Late litters appear relatively common in Britain and although they're often assumed to be second broods, it's difficult to be certain and researchers have tended to assume that second litters are rare. Similarly, death of her young early in the year may bring a female back into oestrous, and observations on captive animals suggest lactating females whose litters have been removed during the first week of suckling can be highly fertile and become pregnant shortly afterwards. This is almost certainly dependent on condition, with well-fed captive animals more likely to have resources to spare for second litters, but it does imply that late litters are not necessarily always second litters.
Ickle prickles: Litter size
Following successful gestation, litter sizes range from two to eleven young, called hoglets (sometimes also “piglets”). The average (mean) litter size in the UK appears to be four, with the remarkable report of 15 hoglets in 1997 more likely the combination of at least two females' litters. Hedgehogs have five pairs of nipples, suggesting they would struggle to raise litters of more than 10 hoglets. In The Natural Hedgehog, founder of the Welsh Wildlife Hospital in Llanddeiniol, Jane Durrant, wrote that she has observed larger average litter sizes in her local town hedgehogs when compared to their rural counterparts, which is presumably a reflection of a better quality habitat (higher density of food, water and suitable shelter).

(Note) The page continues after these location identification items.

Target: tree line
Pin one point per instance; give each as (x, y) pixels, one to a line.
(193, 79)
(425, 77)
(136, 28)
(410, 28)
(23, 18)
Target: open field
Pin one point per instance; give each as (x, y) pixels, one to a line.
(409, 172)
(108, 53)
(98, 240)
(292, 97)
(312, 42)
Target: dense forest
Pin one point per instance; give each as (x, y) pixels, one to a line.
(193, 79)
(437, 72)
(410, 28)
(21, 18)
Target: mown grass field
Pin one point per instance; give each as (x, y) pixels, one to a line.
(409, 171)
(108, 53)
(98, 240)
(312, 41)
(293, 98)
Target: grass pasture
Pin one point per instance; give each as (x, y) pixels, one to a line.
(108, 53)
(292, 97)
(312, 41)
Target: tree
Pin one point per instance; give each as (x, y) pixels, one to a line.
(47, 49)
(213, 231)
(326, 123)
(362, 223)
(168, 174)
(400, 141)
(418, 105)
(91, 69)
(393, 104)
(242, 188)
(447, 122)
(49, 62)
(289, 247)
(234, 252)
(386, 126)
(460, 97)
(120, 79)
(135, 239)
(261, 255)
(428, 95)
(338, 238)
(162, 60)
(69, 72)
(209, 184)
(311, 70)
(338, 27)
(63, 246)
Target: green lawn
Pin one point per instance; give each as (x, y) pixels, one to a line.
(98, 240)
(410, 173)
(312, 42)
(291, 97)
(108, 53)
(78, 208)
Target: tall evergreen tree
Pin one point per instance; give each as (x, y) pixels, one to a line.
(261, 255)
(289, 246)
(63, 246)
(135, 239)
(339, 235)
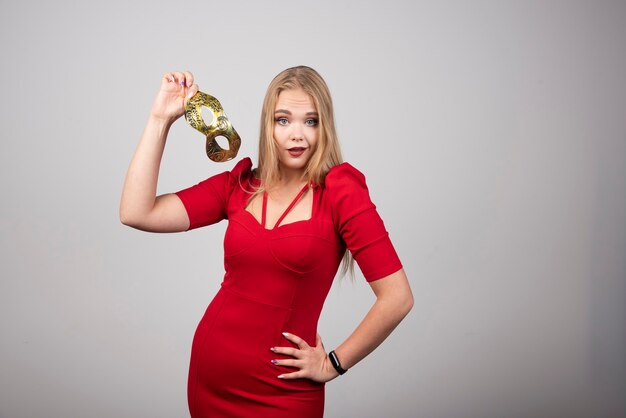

The litter size can also vary on a wide geographic scale. A study of 85 hedgehog litters from across Sweden by Hans Kristiansson, for example, found the average (mean) litter size to be about five hoglets, with litters of three to six accounting for 72% of the reports. He also noted that the breeding season in Scania, southern Sweden, is only about two months, compared to four months in Britain, which should favour a phenotype of females that can produce a single large litter and may explain the larger litter sizes observed here.